On election day, in the morning, I wrote a blog post. I assumed, as many did, that Clinton would be elected the country’s first woman president. Then, the results started coming in. Just yesterday, I told a friend about this, how I had written a blog post that would never be read, and he suggested that I post it anyway. You can view it as a kind of alternative history. Or, it might be that we are now beginning to live alternative history, something along the lines of MacKinley Kantor’s If the South Had Won the Civil War or Philip Roth’s The Plot Against America. The post argued that Walt Whitman had predicted the outcome of this election. Maybe the post still has some relevance. Even in the darkest times, Whitman was optimistic about this American experiment.

 Walt Whitman Predicted It

In Democratic Vistas (the work that provided the title for this blog), first published in 1870, Walt Whitman claimed American had not yet achieved democracy. The first time I read this, I was shocked. I am sure that most of his contemporaries were shocked, as well.

As I once believe, as most Americans believe, we had a democracy since about 1776, or shortly after that, but Whitman said no, even a hundred years later, we have not yet embraced democracy.

We had not yet developed, he explained, the kind of American who could support a democracy, and we had not yet extended suffrage. We needed to develop the kind of men and women who could become active citizens.

Democratic Vistas is an essay that argues for diversity, a “large variety of character.” Whitman felt that human nature needed to expand itself in “numberless and even conflicting directions,” which included developing women, through education and literature, so that they could become citizens.

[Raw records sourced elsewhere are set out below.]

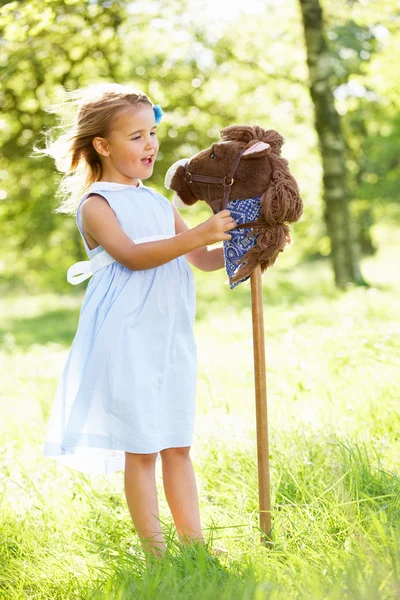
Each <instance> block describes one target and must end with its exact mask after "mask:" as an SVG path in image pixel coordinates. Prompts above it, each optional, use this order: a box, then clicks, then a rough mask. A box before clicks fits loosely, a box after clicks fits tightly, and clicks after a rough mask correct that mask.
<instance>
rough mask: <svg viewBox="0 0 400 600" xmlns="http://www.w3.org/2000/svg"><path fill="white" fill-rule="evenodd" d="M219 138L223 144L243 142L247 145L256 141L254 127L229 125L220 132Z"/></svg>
mask: <svg viewBox="0 0 400 600" xmlns="http://www.w3.org/2000/svg"><path fill="white" fill-rule="evenodd" d="M220 134H221V137H222V139H223V140H224V141H225V142H245V143H246V144H248V143H249V142H251V140H254V139H256V135H255V132H254V127H250V126H249V125H230V126H229V127H225V128H224V129H221V131H220Z"/></svg>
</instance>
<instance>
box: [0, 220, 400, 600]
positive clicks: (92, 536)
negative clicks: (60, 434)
mask: <svg viewBox="0 0 400 600" xmlns="http://www.w3.org/2000/svg"><path fill="white" fill-rule="evenodd" d="M397 235H398V234H397ZM375 236H376V237H377V238H378V241H379V243H380V251H379V254H378V255H377V256H375V257H372V258H368V259H365V260H364V261H363V263H362V269H363V273H364V276H365V277H366V278H367V280H368V281H369V283H370V284H371V285H370V287H369V288H349V289H348V290H347V291H346V292H339V291H337V290H336V289H335V288H334V286H333V284H332V275H331V271H330V269H329V265H328V264H327V263H326V262H324V261H320V262H315V263H312V264H308V265H301V266H298V267H296V268H294V267H293V265H292V263H291V261H292V260H293V258H292V257H291V256H290V252H294V250H289V251H288V252H287V253H286V255H285V254H284V255H282V258H281V259H280V262H279V263H278V264H277V266H276V267H274V269H273V270H271V272H269V273H268V274H266V275H265V276H264V280H263V289H264V303H265V309H264V318H265V331H266V356H267V379H268V411H269V432H270V464H271V482H272V506H273V535H272V541H271V543H270V544H269V545H268V546H262V545H261V544H260V542H259V530H258V512H257V508H258V487H257V463H256V441H255V409H254V388H253V355H252V338H251V313H250V308H249V307H250V293H249V288H248V287H247V286H246V285H242V286H240V287H239V288H237V289H236V290H233V291H230V290H229V288H228V286H227V285H226V284H225V283H224V281H225V279H226V276H225V275H224V273H223V272H222V271H221V272H215V273H210V274H203V273H200V272H198V271H196V280H197V290H198V312H197V321H196V334H197V340H198V348H199V381H198V404H197V420H196V429H195V443H194V445H193V449H192V457H193V462H194V466H195V470H196V473H197V479H198V487H199V495H200V508H201V514H202V520H203V524H204V531H205V534H206V537H207V539H208V540H209V541H210V544H212V545H219V546H220V545H223V546H225V547H226V548H227V549H228V551H229V552H228V555H227V556H226V557H224V558H220V559H219V561H217V560H212V559H211V558H210V556H209V555H208V554H207V553H205V552H204V551H200V550H199V551H197V552H195V551H193V552H192V553H190V552H182V551H180V550H179V548H178V546H177V542H176V539H175V537H174V530H173V527H172V519H171V516H170V513H169V510H168V506H167V504H166V501H165V497H164V493H163V490H162V480H161V472H160V469H159V466H160V465H159V463H158V467H157V469H158V471H157V476H158V486H159V499H160V509H161V518H162V521H163V523H164V528H165V533H166V536H168V539H169V550H168V555H167V557H166V560H165V562H164V563H163V564H160V565H150V566H149V565H147V566H146V564H145V561H144V557H143V555H142V552H141V549H140V544H139V543H138V540H137V537H136V535H135V533H134V530H133V527H132V524H131V521H130V517H129V513H128V509H127V506H126V502H125V498H124V494H123V473H122V472H119V473H115V474H113V475H112V476H109V477H105V476H92V477H88V476H85V475H83V474H81V473H79V472H78V471H72V470H69V469H67V468H63V467H59V466H58V465H57V463H56V462H55V461H53V460H52V459H49V458H44V457H42V456H41V452H42V445H43V441H44V435H45V428H46V423H47V419H48V416H49V411H50V408H51V404H52V401H53V396H54V392H55V388H56V384H57V380H58V378H59V376H60V375H61V372H62V368H63V366H64V362H65V360H66V357H67V353H68V348H69V345H70V343H71V341H72V339H73V336H74V332H75V328H76V324H77V320H78V314H79V307H80V303H81V299H82V298H81V297H80V296H79V297H77V296H62V297H57V296H54V295H51V294H49V295H43V296H40V297H15V298H7V299H6V300H2V301H1V314H2V315H3V319H2V322H1V324H0V337H1V363H2V370H1V389H2V395H3V398H2V404H1V421H0V501H1V517H0V527H1V529H0V598H4V599H7V600H17V599H18V600H19V599H23V598H35V599H41V600H42V599H49V600H50V599H51V600H54V599H61V598H62V599H69V598H71V599H72V598H79V599H83V598H85V599H86V598H92V599H96V600H97V599H99V600H100V599H111V598H112V599H115V600H117V599H119V600H122V599H130V598H140V599H149V600H150V599H152V600H153V599H158V598H160V599H163V600H164V599H168V600H169V599H171V600H172V599H173V600H175V599H176V600H188V599H191V598H193V599H196V600H197V599H198V600H205V599H210V600H211V599H235V600H236V599H237V600H239V599H241V600H242V599H243V600H266V599H273V600H276V599H279V600H280V599H282V600H286V599H292V598H293V599H297V598H299V599H310V600H315V599H329V600H336V599H337V600H342V599H349V600H358V599H359V600H361V599H362V600H365V599H368V600H375V599H378V598H379V599H381V598H382V599H386V598H387V599H389V598H390V599H392V598H397V599H398V598H400V528H399V522H400V479H399V460H400V434H399V432H400V413H399V396H400V393H399V388H400V383H399V379H400V371H399V367H400V335H399V334H400V316H399V315H400V296H399V291H400V282H399V280H398V256H399V252H400V239H399V238H397V239H396V237H395V236H394V234H393V232H392V234H391V235H387V232H386V231H385V230H383V229H382V230H381V229H380V228H379V227H377V228H376V231H375ZM396 256H397V257H396ZM395 277H397V281H396V280H395Z"/></svg>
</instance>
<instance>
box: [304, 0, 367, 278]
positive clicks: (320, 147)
mask: <svg viewBox="0 0 400 600" xmlns="http://www.w3.org/2000/svg"><path fill="white" fill-rule="evenodd" d="M299 1H300V7H301V15H302V20H303V26H304V37H305V43H306V48H307V65H308V69H309V78H310V94H311V98H312V101H313V104H314V108H315V113H314V115H315V128H316V131H317V134H318V140H319V146H320V151H321V160H322V166H323V201H324V204H325V210H324V218H325V222H326V227H327V230H328V235H329V238H330V240H331V248H332V252H331V257H332V264H333V270H334V274H335V282H336V285H337V286H338V287H341V288H343V287H345V285H346V284H347V283H349V282H352V283H358V284H365V281H364V279H363V277H362V275H361V272H360V267H359V253H358V252H357V246H358V242H357V240H356V239H355V231H354V226H352V220H351V213H350V208H349V206H350V190H349V186H348V174H347V168H346V154H347V149H346V141H345V138H344V135H343V131H342V127H341V122H340V116H339V114H338V112H337V110H336V107H335V101H334V96H333V92H332V81H331V79H332V76H333V75H334V73H333V69H332V62H331V60H330V56H329V52H328V47H327V43H326V40H325V35H324V25H323V19H322V9H321V6H320V3H319V0H299Z"/></svg>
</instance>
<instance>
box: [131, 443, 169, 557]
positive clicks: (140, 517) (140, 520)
mask: <svg viewBox="0 0 400 600" xmlns="http://www.w3.org/2000/svg"><path fill="white" fill-rule="evenodd" d="M156 457H157V453H153V454H132V453H130V452H125V477H124V480H125V495H126V499H127V502H128V507H129V512H130V514H131V517H132V521H133V524H134V526H135V529H136V533H137V534H138V536H139V538H140V541H141V544H142V547H143V550H144V551H145V553H147V552H149V553H150V554H151V555H154V556H156V557H157V558H160V557H162V556H163V554H164V551H165V542H164V536H163V534H162V531H161V526H160V521H159V512H158V499H157V488H156V472H155V463H156Z"/></svg>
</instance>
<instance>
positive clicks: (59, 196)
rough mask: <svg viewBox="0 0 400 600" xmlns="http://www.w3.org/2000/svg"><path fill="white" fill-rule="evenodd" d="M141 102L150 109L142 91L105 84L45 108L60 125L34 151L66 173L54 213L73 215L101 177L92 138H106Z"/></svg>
mask: <svg viewBox="0 0 400 600" xmlns="http://www.w3.org/2000/svg"><path fill="white" fill-rule="evenodd" d="M141 103H144V104H149V105H150V106H153V103H152V102H151V100H150V99H149V98H148V97H147V96H146V94H144V93H143V92H141V91H138V90H135V89H132V88H131V87H130V86H125V85H119V84H114V83H106V84H93V85H90V86H88V87H87V88H81V89H79V90H74V91H72V92H66V100H65V101H64V102H62V103H60V104H53V105H52V106H50V107H49V108H48V112H53V113H61V114H62V115H63V118H62V122H61V123H60V124H58V125H56V126H55V127H53V128H52V129H51V130H49V131H48V132H45V138H46V147H45V148H44V149H39V148H34V150H35V152H36V153H38V154H41V155H42V156H43V155H45V156H51V157H52V158H53V159H54V160H55V163H56V167H57V169H58V171H60V172H62V173H65V175H64V177H63V178H62V180H61V182H60V185H59V187H58V190H57V194H56V196H57V198H58V199H59V203H58V205H57V207H56V208H55V209H54V211H53V212H56V213H66V214H75V213H76V209H77V207H78V205H79V202H80V200H81V197H82V196H83V195H84V194H85V193H86V192H87V191H88V189H89V188H90V186H91V185H92V183H94V182H95V181H99V180H100V179H101V176H102V164H101V161H100V157H99V155H98V153H97V152H96V150H95V148H94V146H93V144H92V140H93V138H95V137H97V136H99V137H106V136H107V135H109V134H110V131H111V127H112V123H113V120H114V118H115V117H116V116H117V114H118V113H119V112H120V111H122V110H124V109H126V108H128V107H129V106H135V105H137V104H141ZM71 121H72V122H71ZM56 134H57V135H56Z"/></svg>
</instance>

In one of my favorite sections of the essay, Whitman presents portraits of American women, including his mother, “a resplendent person,” to break down stereotypes, the mold of women we had inherited from the old world. He wanted to say that women, American women, could stand on par with men, American men. Then, he wrote:

The forgoing portraits, I admit, are frightening out of line from these imported models of womanly personality—the stock feminine characters of the current novelists, or of the foreign court poems (Ophelias, Enids, princesses, or ladies of one thing or another), which fill the envying dreams of so many poor girls, and are accepted by our men, too, as supreme ideals of feminine excellence to be sought after. But I present mine just for a change.

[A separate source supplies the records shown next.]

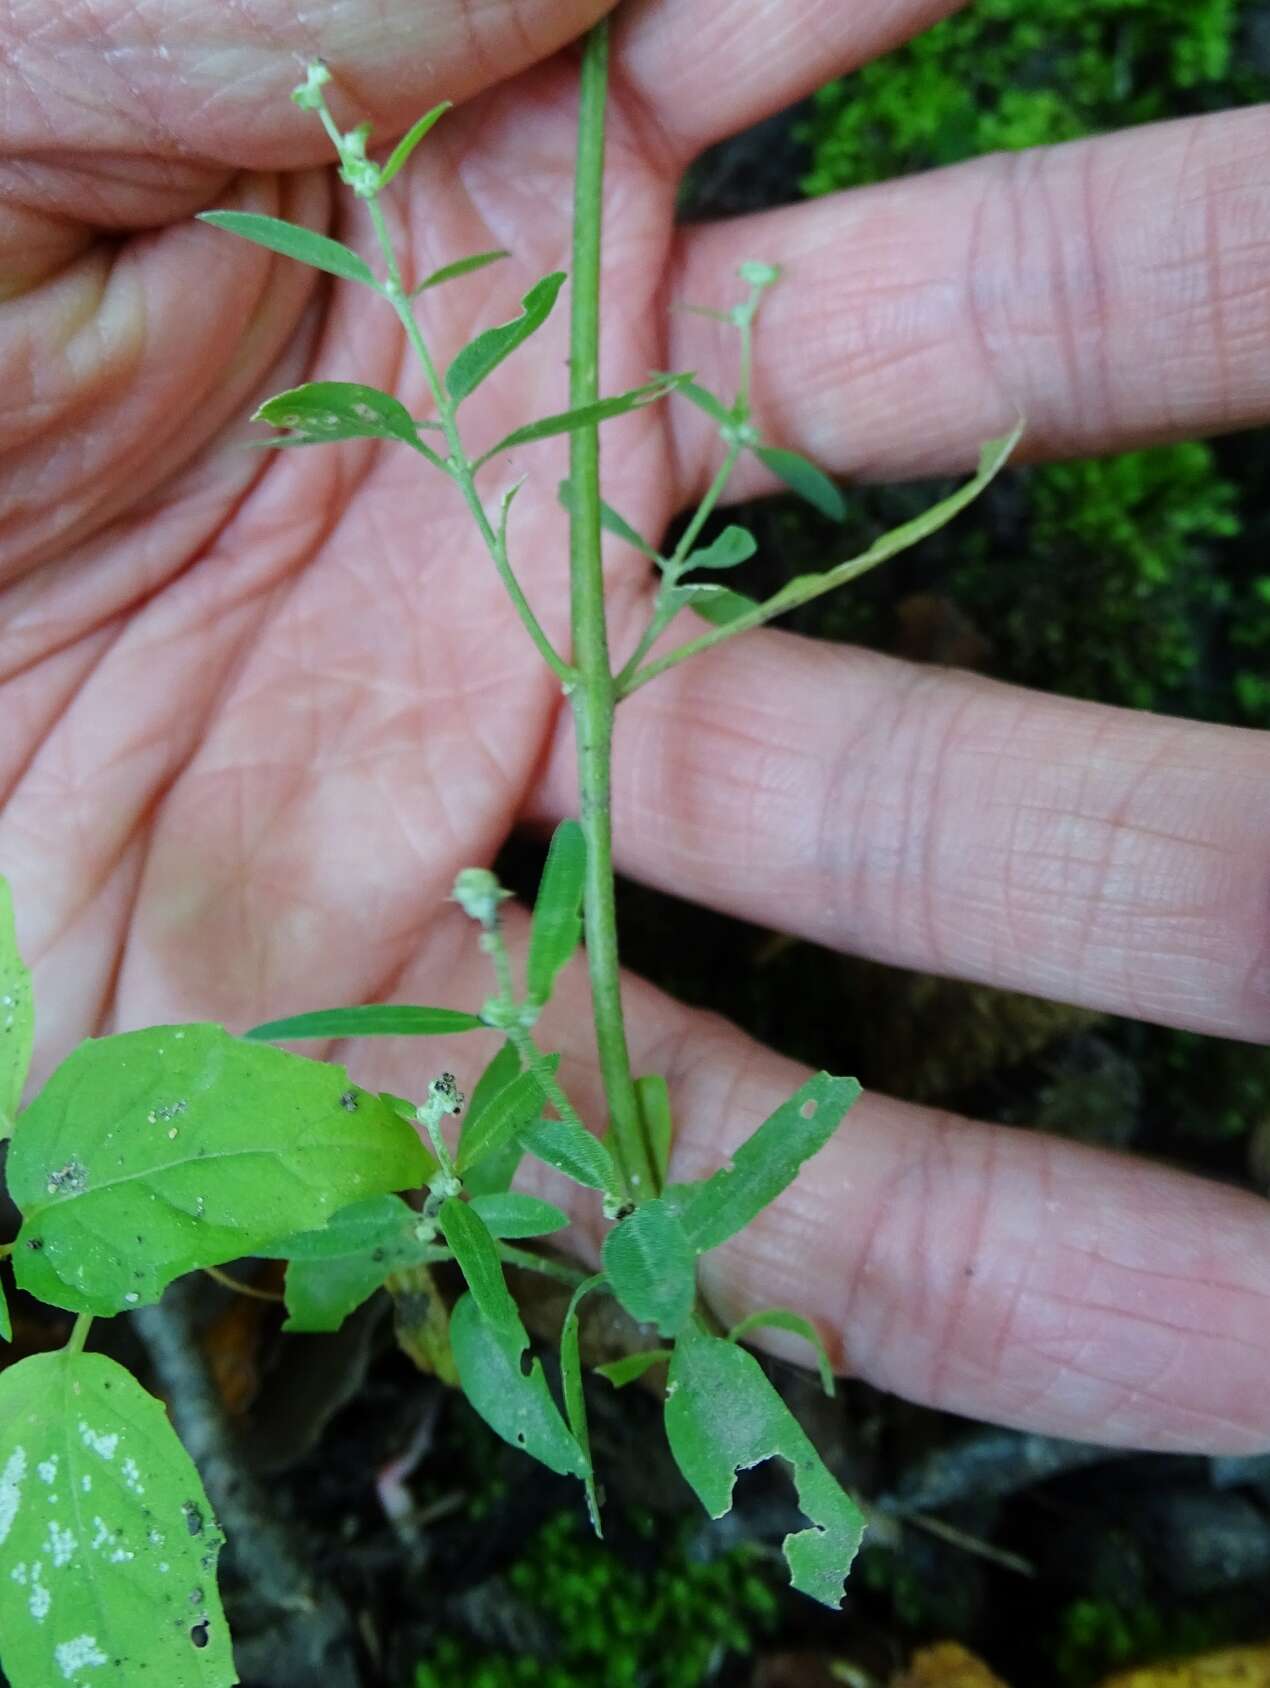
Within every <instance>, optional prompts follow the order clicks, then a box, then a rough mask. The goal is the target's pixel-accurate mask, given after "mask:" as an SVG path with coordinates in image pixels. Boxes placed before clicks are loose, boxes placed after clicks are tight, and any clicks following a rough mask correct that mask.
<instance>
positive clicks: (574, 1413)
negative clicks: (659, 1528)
mask: <svg viewBox="0 0 1270 1688" xmlns="http://www.w3.org/2000/svg"><path fill="white" fill-rule="evenodd" d="M603 1283H605V1274H603V1273H596V1274H594V1278H586V1280H584V1281H583V1283H579V1285H578V1288H576V1290H574V1291H573V1300H571V1301H569V1310H567V1313H566V1315H564V1325H562V1327H561V1388H562V1391H564V1416H566V1418H567V1420H569V1430H571V1431H573V1436H574V1442H576V1443H578V1447H579V1448H581V1450H583V1455H584V1458H586V1477H584V1479H583V1482H584V1484H586V1511H588V1512H589V1516H591V1529H594V1533H596V1536H603V1534H605V1531H603V1528H601V1524H600V1496H598V1494H596V1485H594V1465H593V1463H591V1435H589V1431H588V1428H586V1393H584V1389H583V1355H581V1345H579V1318H578V1310H579V1307H581V1303H583V1296H588V1295H589V1293H591V1291H593V1290H600V1288H601V1286H603Z"/></svg>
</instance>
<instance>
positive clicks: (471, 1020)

Then, there are mutterings (we will not now stop to heed them here, but they must be heeded), of something more revolutionary. The day is coming when the deep questions of women’s entrance amid the arenas of practical life, politics, the suffrage, etc., will not only be argued all around us, but may be put to decision, and real experiment.

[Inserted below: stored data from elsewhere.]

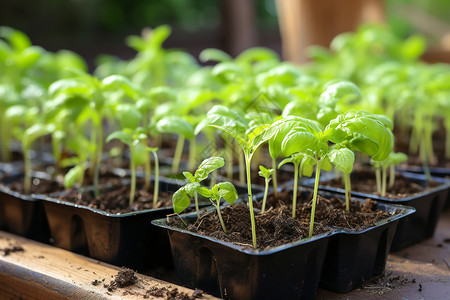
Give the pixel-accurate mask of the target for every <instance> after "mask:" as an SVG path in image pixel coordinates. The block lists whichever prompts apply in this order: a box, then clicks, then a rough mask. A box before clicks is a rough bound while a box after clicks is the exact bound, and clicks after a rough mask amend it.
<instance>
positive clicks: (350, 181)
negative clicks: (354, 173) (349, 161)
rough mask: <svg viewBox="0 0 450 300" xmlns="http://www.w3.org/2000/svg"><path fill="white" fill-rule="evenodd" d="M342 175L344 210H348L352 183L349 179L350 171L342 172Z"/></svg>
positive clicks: (349, 200)
mask: <svg viewBox="0 0 450 300" xmlns="http://www.w3.org/2000/svg"><path fill="white" fill-rule="evenodd" d="M342 176H343V177H344V184H345V210H346V211H349V210H350V201H351V197H352V196H351V190H352V184H351V181H350V173H344V172H342Z"/></svg>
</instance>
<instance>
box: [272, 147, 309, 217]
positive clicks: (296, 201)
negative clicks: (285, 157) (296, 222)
mask: <svg viewBox="0 0 450 300" xmlns="http://www.w3.org/2000/svg"><path fill="white" fill-rule="evenodd" d="M286 163H292V164H294V190H293V191H292V217H293V218H295V214H296V209H297V192H298V191H297V190H298V179H299V174H301V175H306V176H311V174H312V173H313V171H314V160H313V159H311V157H309V156H308V155H305V154H303V153H293V154H292V155H291V156H290V157H288V158H285V159H283V160H282V161H281V162H280V164H279V165H278V168H281V166H282V165H284V164H286Z"/></svg>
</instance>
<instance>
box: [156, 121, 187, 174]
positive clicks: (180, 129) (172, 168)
mask: <svg viewBox="0 0 450 300" xmlns="http://www.w3.org/2000/svg"><path fill="white" fill-rule="evenodd" d="M156 129H157V130H158V131H159V132H161V133H175V134H178V142H177V146H176V148H175V154H174V157H173V163H172V173H177V172H178V169H179V166H180V161H181V155H182V154H183V147H184V140H185V139H188V140H192V139H194V138H195V135H194V128H193V127H192V125H191V124H190V123H189V122H188V121H186V120H185V119H183V118H182V117H179V116H166V117H163V118H162V119H161V120H159V121H158V122H157V123H156Z"/></svg>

The decision is here. The experiment has been run. Later, in the same essay, Whitman announced “a native expression-spirit” would emerge with a “Religious Democracy sternly taking command, dissolving the old, sloughing off surfaces, and from its own interior and vital principles, reconstructing, democratizing society.”

I don’t know that Whitman, if he were still with us, would say that we have achieved the ideal of democracy with the election of the first African-American president and now the first woman president. He might still lament the ways that some are limiting democracy by suppressing votes, but I think he would be saying, “This is what I was announcing. This is what I hoped would happen. We are closer now to democracy that we were yesterday.”

I don’t know that Whitman, if he were still with us, would say that we have achieved the ideal of democracy with the election of the first African-American president and now the first woman president. He might still lament the ways that some are limiting democracy by suppressing votes, but I think he would be saying, “This is what I was announcing. This is what I hoped would happen. We are closer now to democracy that we were yesterday.”